CUDA is usually SPMD (or SIMT, Single Instruction, Multiple Threads).

To use parallel computing with CUDA, one must specify:

  • a function (called kernel) that is going to be executed by all the threads
    • all kernels have a void return type ⟶ to get a result, we have to move the data from the GPU to the CPU
    • kernel calls are asynchronous: they give the control back to the host (so cudaDevicesSynchronize(); is necessary to ensure synchronization)
  • how threads are arranged in the blocks and how the blocks are arranged in the grid

hello world in cuda

// hello.cu
#include <stdio.h>
#include <cuda.h>
 
//kernel
__global__ void hello() {
	// printf is supported by CC 2.0 
	printf("Hello world!\n");
}
 
int main() {
	hello<<<1,10>>>();
	// blocks until the CUDA kernel terminates (barrier)
	cudaDeviceSyncronize();
	return 1;
}

compiling + running

nvcc --arch=sm_20 hello.cu -o hello
./hello //execute

extension

CUDA files use the .cu extension. It’s the same as .c, but it serves as a convention as .cu files are expected to be run on GPUs.

Function decorators

  • __global__ ⟶ (kernel definition) a function that can be called by host or GPU, but will be executed on the GPU
    • the compiler generates assembly code for the GPU instead of for the CPU, as they have different instruction sets, and a different compiler (nvcc))
  • __device__ ⟶ a function that runs on the GPU and can be only called from within a kernel (i.e. from the GPU)
  • __host__ ⟶ a function that can only run on the host.
    • typically omitted, unless in combination with __device__ to indicate that the function can run on both the host and the device. (such a scenario implies the generation of two compiled codes for the function !)

Thread scheduling

Each thread runs on a CUDA core. Sets of cores on the same SM share the same Control Unit, so they must synchronously execute the same instruction.

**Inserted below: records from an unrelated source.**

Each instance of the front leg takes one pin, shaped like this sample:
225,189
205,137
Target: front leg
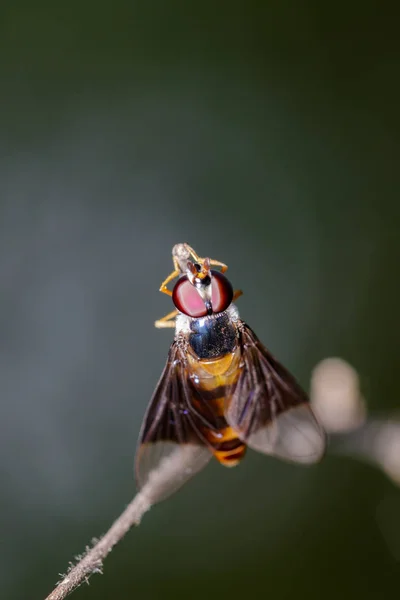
166,321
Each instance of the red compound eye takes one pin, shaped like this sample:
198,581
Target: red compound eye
188,300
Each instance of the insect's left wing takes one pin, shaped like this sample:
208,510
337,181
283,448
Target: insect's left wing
171,447
268,408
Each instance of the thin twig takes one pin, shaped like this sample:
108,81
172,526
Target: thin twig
92,560
157,487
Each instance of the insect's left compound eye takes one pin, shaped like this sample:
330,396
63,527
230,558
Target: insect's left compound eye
188,300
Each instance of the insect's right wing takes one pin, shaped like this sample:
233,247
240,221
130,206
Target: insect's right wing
171,447
269,410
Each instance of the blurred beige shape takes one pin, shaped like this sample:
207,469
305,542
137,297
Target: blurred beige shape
335,396
386,449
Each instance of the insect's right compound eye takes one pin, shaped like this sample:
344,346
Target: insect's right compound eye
187,299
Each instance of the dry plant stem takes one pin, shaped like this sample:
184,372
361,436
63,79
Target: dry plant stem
92,560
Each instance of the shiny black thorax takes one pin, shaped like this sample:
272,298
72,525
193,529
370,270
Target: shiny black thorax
212,336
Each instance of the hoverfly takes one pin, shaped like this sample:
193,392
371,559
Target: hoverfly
220,390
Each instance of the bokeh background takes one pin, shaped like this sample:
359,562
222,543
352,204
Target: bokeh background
265,134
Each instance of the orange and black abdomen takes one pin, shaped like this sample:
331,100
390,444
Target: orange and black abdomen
213,379
228,448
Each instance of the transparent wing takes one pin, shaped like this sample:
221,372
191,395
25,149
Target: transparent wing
171,447
269,410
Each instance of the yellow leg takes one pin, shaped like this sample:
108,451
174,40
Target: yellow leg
167,320
171,276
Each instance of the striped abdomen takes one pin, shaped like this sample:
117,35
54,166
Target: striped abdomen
213,378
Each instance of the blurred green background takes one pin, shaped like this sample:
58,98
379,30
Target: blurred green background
265,134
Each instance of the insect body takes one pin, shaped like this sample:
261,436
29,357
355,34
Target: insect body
220,391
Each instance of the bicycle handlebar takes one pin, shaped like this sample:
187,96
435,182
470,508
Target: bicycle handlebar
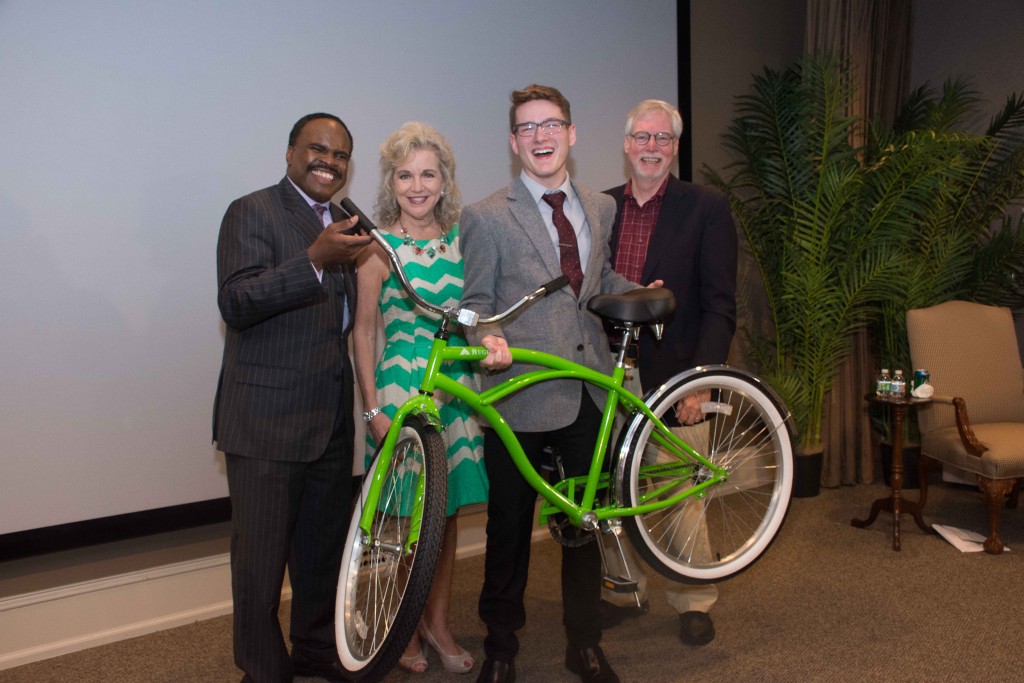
465,316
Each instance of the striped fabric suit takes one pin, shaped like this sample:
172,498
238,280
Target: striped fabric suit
283,417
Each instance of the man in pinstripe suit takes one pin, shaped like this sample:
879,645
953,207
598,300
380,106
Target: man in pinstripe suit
283,414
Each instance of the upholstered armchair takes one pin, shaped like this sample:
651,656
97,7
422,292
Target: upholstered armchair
976,422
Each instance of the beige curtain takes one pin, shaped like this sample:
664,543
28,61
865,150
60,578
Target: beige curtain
873,37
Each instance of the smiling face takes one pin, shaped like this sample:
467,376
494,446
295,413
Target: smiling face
317,163
418,184
544,157
650,162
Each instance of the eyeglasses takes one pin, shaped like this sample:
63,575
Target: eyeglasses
662,139
548,126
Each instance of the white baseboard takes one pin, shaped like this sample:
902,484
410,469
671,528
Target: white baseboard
76,616
50,623
67,619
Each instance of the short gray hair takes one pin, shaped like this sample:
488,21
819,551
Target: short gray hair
652,107
411,137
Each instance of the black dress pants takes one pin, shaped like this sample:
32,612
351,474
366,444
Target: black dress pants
295,514
510,525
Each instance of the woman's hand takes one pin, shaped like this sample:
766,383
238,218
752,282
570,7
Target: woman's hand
499,355
378,427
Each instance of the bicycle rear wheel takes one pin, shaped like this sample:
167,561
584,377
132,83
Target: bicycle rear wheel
719,534
385,578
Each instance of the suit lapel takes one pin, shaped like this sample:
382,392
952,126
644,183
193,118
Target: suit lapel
301,217
673,206
595,259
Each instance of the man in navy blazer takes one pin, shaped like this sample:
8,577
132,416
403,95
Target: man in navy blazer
683,235
283,414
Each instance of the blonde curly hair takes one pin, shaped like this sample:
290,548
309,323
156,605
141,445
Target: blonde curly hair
411,137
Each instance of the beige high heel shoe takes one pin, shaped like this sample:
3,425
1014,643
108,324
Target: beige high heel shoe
460,663
416,664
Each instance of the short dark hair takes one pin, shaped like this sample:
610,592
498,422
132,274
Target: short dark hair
300,124
531,92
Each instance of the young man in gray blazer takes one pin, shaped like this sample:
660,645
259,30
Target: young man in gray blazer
283,414
540,226
684,235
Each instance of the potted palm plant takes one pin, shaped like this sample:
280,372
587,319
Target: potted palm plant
824,228
964,245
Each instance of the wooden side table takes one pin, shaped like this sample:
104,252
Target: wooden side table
895,503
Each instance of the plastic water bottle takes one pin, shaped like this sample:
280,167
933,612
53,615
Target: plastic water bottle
898,387
884,384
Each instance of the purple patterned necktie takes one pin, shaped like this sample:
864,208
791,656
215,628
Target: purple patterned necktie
567,247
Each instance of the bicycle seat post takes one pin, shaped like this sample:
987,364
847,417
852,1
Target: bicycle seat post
630,334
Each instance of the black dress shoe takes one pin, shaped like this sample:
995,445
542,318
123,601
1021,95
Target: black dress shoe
612,614
495,671
695,628
308,667
589,664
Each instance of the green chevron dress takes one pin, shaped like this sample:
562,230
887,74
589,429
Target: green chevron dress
437,276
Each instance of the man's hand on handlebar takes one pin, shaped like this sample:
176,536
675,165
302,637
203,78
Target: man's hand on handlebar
499,356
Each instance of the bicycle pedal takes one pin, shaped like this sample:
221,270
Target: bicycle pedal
620,585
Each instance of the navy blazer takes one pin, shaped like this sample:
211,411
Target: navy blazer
693,250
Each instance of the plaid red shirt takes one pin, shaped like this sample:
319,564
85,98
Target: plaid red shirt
634,235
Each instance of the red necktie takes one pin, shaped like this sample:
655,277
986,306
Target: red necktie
321,210
568,250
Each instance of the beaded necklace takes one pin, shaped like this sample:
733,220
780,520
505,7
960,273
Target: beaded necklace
442,242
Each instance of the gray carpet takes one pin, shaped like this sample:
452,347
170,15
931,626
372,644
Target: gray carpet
827,602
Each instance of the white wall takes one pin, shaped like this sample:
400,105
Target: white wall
127,127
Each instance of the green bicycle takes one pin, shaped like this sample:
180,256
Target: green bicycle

  • different sets of SMs can run different kernels

Each block runs on a single SM (i.e. i can’t have a block spanning over multiple SMs, but i can have more blocks running on the same SM)

  • not all the threads in a block run concurrently.

Once a block is fully executed, the SM will run the next one.

Warps

Threads are executed in groups called warps (currently made of 32 threads - warpSize variable).

  • threads in a block are split into warps according to their intra-block ID (eg. the first 32, then the next 32 etc)
  • all threads in a warp are executed according to the SIMD model (one single instruction for all threads in the warp) - so, all the threads in a warp will always have the same execution timing
  • several warp schedulers can be present on any Streaming Multiprocessor

Warp divergence

Since all threads in a warp are executed according to the SIMD model, at any instant in time, for all the threads in the warp, one istruction is fetched and executed. If a conditional operation leads the threads to different paths, all the divergent paths are evaluated sequentially until the paths mege again.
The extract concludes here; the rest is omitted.